Una soluzione ancora da esplorare a fondo
Nonostante una forte attenzione mediatica verso i cobot, il numero di unità installate è ancora basso, con una quota del 3,24%, infatti nel 2018 meno di 14mila degli oltre 422mila robot industriali installati erano cobot. Anche in questo caso, dobbiamo comunque registrare un trend in forte crescita, in quanto dal 2017 al 2018, le installazioni annuali di cobot sono aumentate del 23%. Infine, analizzando la densità di robot, l’Europa ha il più alto livello mondiale, con 106 robot per 10mila dipendenti, installati nell’industria manifatturiera: Germania (al terzo posto), Svezia (al quinto), Danimarca (sesto), Belgio (nono) e Italia (decimo) sono tutti tra i primi dieci. Rimane quindi una larga fetta del mercato che va esplorato. Che percezione hanno le aziende italiane rispetto ai cobot?
Una questione di percezione
Lo scorso anno abbiamo intervistato i distributori della rete di UR e un buon numero di system integrator, professionisti dell’automazione che più di altri hanno il polso della situazione. Pur non avendo la presunzione di ritenere esaustivo il campione intervistato (rispetto alla totalità del mercato) un dato è emerso da quelle interviste: le aziende hanno ancora una percezione per certi versi parziale dei cobot. Riconoscono alla tecnologia collaborativa i vantaggi che le sono propri (flessibilità, semplicità di programmazione e installazione, ritorno rapido dell’investimento). Ciò che ancora si stenta ad apprezzare fino in fondo è la loro trasversalità e versatilità, la capacità di agire su diversi e numerosi settori industriali, così come sulla presso che totalità delle applicazioni produttive.

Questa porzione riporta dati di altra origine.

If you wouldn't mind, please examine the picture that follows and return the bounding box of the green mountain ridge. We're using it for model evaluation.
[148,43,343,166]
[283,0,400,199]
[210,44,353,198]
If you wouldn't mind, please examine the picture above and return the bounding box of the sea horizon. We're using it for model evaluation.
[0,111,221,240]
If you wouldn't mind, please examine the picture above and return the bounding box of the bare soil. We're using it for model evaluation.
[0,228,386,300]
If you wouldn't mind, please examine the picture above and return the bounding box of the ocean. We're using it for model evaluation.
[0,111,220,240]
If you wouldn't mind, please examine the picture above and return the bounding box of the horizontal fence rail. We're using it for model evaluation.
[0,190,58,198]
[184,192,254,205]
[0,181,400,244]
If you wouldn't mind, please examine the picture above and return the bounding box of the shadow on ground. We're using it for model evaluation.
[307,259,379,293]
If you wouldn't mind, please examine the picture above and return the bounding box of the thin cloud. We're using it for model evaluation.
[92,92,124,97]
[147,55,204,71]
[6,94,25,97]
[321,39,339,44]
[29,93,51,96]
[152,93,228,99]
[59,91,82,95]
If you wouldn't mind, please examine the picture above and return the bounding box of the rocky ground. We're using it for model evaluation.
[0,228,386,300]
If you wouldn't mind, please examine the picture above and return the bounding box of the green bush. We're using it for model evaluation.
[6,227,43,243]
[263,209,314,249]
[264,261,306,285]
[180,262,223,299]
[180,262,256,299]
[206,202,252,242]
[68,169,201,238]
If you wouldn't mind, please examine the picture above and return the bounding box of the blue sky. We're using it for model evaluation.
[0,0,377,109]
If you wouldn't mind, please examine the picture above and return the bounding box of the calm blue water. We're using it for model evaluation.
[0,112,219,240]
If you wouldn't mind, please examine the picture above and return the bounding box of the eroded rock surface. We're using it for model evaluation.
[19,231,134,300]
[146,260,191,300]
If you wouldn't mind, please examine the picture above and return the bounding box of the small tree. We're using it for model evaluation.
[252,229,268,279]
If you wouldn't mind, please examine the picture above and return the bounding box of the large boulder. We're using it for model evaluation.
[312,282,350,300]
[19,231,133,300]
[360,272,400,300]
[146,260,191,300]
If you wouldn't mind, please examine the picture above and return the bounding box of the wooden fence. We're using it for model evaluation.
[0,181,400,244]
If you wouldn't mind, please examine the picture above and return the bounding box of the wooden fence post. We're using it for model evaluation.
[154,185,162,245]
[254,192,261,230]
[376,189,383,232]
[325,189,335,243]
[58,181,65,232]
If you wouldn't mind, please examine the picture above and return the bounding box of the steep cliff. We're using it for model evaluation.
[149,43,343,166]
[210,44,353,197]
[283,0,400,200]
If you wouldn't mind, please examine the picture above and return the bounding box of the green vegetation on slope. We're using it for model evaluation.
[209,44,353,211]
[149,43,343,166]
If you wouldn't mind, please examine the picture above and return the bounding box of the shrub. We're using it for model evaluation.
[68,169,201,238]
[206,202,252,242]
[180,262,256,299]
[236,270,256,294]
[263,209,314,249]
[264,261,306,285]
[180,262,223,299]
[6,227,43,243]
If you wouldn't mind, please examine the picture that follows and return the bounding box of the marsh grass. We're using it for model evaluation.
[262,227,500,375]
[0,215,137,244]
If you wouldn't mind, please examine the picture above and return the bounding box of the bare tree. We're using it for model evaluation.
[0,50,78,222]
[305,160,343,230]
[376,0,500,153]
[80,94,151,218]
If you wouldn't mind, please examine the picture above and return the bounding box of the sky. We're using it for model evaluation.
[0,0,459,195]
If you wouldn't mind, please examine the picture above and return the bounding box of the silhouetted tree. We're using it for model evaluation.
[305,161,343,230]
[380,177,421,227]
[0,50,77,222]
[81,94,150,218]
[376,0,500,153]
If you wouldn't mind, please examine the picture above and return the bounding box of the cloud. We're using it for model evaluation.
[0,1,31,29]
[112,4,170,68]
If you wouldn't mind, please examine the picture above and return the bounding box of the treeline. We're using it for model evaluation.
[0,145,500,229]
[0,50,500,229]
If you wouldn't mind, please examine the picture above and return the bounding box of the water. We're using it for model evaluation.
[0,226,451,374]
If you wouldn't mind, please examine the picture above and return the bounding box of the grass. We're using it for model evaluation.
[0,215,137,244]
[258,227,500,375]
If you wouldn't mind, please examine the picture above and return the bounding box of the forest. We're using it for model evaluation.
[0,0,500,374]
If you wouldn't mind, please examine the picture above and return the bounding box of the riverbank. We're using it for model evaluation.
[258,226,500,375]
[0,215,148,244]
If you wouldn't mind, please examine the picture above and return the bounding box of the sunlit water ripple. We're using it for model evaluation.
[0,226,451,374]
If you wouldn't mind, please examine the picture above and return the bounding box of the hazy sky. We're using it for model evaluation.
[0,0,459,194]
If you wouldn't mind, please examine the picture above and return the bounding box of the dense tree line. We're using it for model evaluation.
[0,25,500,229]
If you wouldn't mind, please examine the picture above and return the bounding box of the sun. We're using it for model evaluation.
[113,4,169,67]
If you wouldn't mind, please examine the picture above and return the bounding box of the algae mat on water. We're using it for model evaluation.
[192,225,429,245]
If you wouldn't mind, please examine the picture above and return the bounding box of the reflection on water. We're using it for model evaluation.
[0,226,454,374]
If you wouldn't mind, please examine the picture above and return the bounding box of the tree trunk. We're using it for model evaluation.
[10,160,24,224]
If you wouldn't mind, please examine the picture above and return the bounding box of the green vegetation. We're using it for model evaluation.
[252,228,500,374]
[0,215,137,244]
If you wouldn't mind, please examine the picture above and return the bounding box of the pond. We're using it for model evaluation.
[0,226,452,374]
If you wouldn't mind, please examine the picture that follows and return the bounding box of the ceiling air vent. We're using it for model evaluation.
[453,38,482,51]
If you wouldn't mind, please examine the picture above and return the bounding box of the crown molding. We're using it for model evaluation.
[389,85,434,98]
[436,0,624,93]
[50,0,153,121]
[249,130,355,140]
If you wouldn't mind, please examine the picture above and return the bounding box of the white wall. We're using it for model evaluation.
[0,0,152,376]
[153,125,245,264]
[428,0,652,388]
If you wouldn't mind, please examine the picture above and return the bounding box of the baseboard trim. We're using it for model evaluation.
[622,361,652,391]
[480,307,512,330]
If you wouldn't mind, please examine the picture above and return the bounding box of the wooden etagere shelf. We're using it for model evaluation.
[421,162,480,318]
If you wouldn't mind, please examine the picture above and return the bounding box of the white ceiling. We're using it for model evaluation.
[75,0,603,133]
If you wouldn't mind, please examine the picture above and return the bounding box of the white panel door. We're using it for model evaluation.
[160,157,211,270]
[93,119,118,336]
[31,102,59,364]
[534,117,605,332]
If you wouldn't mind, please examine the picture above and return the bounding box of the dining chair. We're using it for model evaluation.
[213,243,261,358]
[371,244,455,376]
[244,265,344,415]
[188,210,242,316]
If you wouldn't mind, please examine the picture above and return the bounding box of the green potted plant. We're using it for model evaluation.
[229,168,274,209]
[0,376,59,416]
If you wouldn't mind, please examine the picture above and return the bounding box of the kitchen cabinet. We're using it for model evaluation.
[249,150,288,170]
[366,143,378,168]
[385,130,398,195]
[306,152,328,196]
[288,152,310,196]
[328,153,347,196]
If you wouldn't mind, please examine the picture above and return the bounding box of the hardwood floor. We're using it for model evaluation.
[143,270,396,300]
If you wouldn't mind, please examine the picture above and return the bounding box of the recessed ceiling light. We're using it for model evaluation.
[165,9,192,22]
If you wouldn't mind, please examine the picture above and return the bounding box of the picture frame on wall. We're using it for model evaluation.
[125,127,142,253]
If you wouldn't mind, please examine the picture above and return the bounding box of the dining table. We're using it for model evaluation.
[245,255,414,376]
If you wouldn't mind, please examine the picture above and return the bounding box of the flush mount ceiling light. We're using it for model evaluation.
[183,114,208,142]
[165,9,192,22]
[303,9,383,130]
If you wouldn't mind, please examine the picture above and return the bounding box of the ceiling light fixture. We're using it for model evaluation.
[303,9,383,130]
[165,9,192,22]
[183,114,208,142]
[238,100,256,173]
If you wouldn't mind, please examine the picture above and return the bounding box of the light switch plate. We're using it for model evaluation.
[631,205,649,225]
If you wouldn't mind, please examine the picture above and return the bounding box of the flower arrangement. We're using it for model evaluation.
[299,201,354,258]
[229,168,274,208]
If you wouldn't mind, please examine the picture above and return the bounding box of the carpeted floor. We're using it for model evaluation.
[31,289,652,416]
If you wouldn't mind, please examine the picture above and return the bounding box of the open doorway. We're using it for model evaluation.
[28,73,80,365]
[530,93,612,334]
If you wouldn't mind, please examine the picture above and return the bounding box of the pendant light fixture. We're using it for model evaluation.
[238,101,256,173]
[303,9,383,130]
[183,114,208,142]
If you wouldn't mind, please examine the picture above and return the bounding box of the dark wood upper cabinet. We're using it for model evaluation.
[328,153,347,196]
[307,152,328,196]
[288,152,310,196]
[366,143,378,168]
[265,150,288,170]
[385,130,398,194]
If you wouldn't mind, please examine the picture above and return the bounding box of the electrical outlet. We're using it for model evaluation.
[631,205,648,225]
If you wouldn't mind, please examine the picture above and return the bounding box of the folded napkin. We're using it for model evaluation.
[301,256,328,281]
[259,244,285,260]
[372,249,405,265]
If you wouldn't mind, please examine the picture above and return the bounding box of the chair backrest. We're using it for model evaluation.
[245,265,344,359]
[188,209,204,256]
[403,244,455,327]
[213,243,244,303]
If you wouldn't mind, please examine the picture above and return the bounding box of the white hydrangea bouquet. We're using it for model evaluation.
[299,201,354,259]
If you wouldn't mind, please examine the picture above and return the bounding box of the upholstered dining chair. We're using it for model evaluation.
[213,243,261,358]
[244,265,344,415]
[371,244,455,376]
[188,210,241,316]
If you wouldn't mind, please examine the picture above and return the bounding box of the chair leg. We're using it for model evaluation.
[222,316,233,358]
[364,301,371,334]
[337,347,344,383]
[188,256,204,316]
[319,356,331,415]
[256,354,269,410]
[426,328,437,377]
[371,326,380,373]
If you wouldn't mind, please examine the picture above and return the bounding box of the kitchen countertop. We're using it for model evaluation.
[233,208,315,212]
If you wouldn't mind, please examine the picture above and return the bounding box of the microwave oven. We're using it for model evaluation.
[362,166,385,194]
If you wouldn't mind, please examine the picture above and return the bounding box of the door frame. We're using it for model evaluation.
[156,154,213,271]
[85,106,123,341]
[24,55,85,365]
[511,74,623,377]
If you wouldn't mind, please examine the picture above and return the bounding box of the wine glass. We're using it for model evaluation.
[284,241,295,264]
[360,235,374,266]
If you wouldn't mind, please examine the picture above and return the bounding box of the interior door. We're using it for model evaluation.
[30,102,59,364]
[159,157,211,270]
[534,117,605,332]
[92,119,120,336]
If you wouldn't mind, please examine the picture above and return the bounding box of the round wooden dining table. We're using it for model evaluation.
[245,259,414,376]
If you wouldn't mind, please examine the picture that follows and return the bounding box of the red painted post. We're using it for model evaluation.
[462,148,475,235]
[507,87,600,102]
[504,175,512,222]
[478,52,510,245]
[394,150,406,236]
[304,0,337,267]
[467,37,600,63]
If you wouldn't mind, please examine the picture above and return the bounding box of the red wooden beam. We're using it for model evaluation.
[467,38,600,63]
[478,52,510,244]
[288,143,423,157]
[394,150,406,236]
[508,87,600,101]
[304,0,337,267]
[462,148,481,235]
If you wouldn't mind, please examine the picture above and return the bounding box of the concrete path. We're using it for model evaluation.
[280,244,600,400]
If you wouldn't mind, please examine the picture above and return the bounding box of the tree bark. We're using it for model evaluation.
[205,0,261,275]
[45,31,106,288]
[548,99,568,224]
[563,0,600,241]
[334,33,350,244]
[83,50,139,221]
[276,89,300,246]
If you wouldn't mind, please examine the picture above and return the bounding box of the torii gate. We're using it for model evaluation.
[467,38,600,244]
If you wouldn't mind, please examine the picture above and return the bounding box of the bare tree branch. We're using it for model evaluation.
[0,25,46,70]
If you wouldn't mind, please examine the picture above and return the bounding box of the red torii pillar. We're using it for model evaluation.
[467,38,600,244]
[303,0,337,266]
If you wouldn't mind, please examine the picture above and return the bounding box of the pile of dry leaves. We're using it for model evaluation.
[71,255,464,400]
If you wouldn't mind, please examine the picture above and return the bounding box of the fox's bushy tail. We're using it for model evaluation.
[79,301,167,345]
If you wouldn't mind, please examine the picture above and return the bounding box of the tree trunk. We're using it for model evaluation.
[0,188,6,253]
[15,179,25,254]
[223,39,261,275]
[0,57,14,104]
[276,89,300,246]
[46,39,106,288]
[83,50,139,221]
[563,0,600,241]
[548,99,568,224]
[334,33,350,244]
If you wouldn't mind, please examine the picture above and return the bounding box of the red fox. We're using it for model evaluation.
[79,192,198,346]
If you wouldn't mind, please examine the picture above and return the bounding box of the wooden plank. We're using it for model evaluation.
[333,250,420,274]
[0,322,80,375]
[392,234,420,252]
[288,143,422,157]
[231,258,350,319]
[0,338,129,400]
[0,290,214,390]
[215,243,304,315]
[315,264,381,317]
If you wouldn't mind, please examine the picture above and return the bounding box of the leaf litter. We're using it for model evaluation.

A primo acchito molte aziende – valutando le dimensioni dei cobot – li considerano strumenti fragili, inadatti alla severità dell’ambiente industriale. Così non è. I cobot UR possono ad esempio trovare spazio in applicazioni anche molto impattanti, dallo stampaggio alla saldatura, dall’asservimento macchine alla lavorazione meccanica. L’innalzamento progressivo dei livelli di payload ha poi allargato il campo applicativo verso applicazioni “pesanti” prima non ipotizzabili. È quindi un falso pregiudizio quello che vede i cobot come automazione robotiche “in minore”, fragili e semi ludiche. Si tratta anzi di strumenti la cui resistenza è ormai comprovata (e certificata, vista l’ulteriore estensione di garanzia che UR ha applicato ai suoi robot).
Sono quindi indispensabili, ai fine di una compiuta alfabetizzazione co-robotica, seminari, corsi, demo e quanto altro possa testimoniare la robustezza oltre che la versatilità dei cobot. Non è un caso se Universal Robots è in prima linea su questi temi proponendo (primo e sinora unico player del settore) un’offerta formativa fra le più complete e strutturate.